-  Mottola Maria Rita  -  01/08/2009

VACANZE: ESISTERE O NON ESISTERE - Maria Rita MOTTOLA

La parola latina vacatio significa assenza vuoto, oggi da noi conosciuta per il vuoto legislativo prima dell'entrata in vigore di una legge.
E la parola latina vacans, participio del verbo vacare significa essere vacuo, sgombro, libero, senza occupazioni.
In greco moderno vacanza si traduce vacation, in francese vacances, in spagnolo vacaciones. Anche nei paesi bassi si dice vakantie.
Tutte parole che richiamano la radice latina e la dolce speranza di essere sgombri "da pensieri", liberi "da pesi ed incombenze", senza impegni e in un certo qual senso vacui, quasi inutili. All'apparenza inutili, solo all'apparenza.
In tedesco la derivazione della parola vacanza, urlaub, ha origini storiche. Nel nono secolo, quando nelle terre germaniche prevaleva la servitù nelle campagne, i servi per avere una pausa nel lavoro dovevano chiedere il permesso al superiore che doveva "erlauben", autorizzare la sosta dalle fatiche.
Ma gli inglesi parlano di holiday, giorni santi, richiamando le festività religiose. Anche il termine ferie richiama l'elemento religioso, festus festivo e anum santuario.

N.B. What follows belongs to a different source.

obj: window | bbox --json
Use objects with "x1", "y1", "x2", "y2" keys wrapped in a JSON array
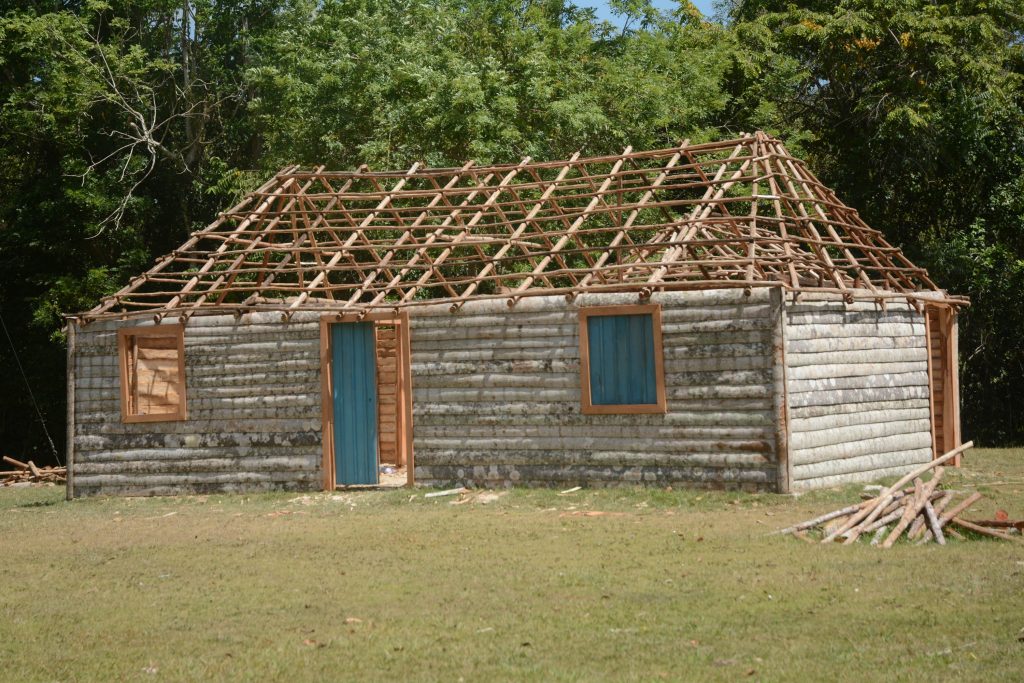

Dio creo il mondo ma il settimo giorno si riposò. Era stanco? sicuramente no. Voleva contemplare il creato, la Sua opera, goderla. Grande insegnamento. Che senso hanno le cose che facciamo, che costruiamo, le persone che amiamo o semplicemente che ci circondano se non abbiamo il tempo di guardale, di contemplarle e di goderne?
Contemplare. E' il verbo dell'estate. E' il senso delle vacanze, vuote di impegni, piene di contemplazione. Guardare con ammirazione. Cum templum, con lo spazio celeste, come gli auguri che osservavano il volo degli uccelli, per vedere i segni e per trarre i loro auspici Mi trovo come una cosa sola con lo spazio celeste. Se non osservo, vacuo, vuoto di impegni, libero da preoccupazioni e pensieri fuorvianti, non posso riempire la mia anima di sensazioni e pensieri nuovi, non posso vedere "i segni" e trarne il significato. Non posso capire.

E' forse per questo che continuiamo a riempire le nostre vacanze di impegni, di viaggi estenuanti, di code in autostrada, di attese agli aeroporti, di frastuono e rumore nelle spiagge affollate, di lunghe notti immerse nelle musiche assordanti? Per non capire? Per non voler osservare il mondo fuori di noi, il cielo, il volo radente di un gabbiano, il crescere lento di un fiore che sboccia, il refolo di vento che scompiglia la cima di un abete, il procedere a balzi di un grillo, il volo arabescante di una farfalla, il gioco assorto e complesso del bimbo sconosciuto immerso nella sabbia calda e umidiccia, l'increspare al largo delle onde che preannuncia tempesta, il mistral che porta con sé odore di lavanda e grano maturo e scompiglia le nuvole trascinandole a velocità percettibile, quel drago nel cielo di soffice bambagia, la notte di luci brillanti, il mattino grigio striato di rosa e di fresco profumo di erba tagliata, gli occhi di Anna, color cacao, luccicanti di mille stelle .... 

Per non vedere dentro di noi quel profondo buio, che percepiamo, che ci angoscia. Quel vuoto creato dai mille impegni, dagli obblighi, dal far carriera, dal dover lottare in un mondo sempre più arido.
Riempiamo quel vuoto con un volo di farfalla, con uno sguardo di intesa, con un profumo di salsedine e di pesce appena pescato, con una carezza al morbido manto del cucciolo che ronfa ai nostri piedi. E il buoi non ci farà più paura. Anzi si illuminerà.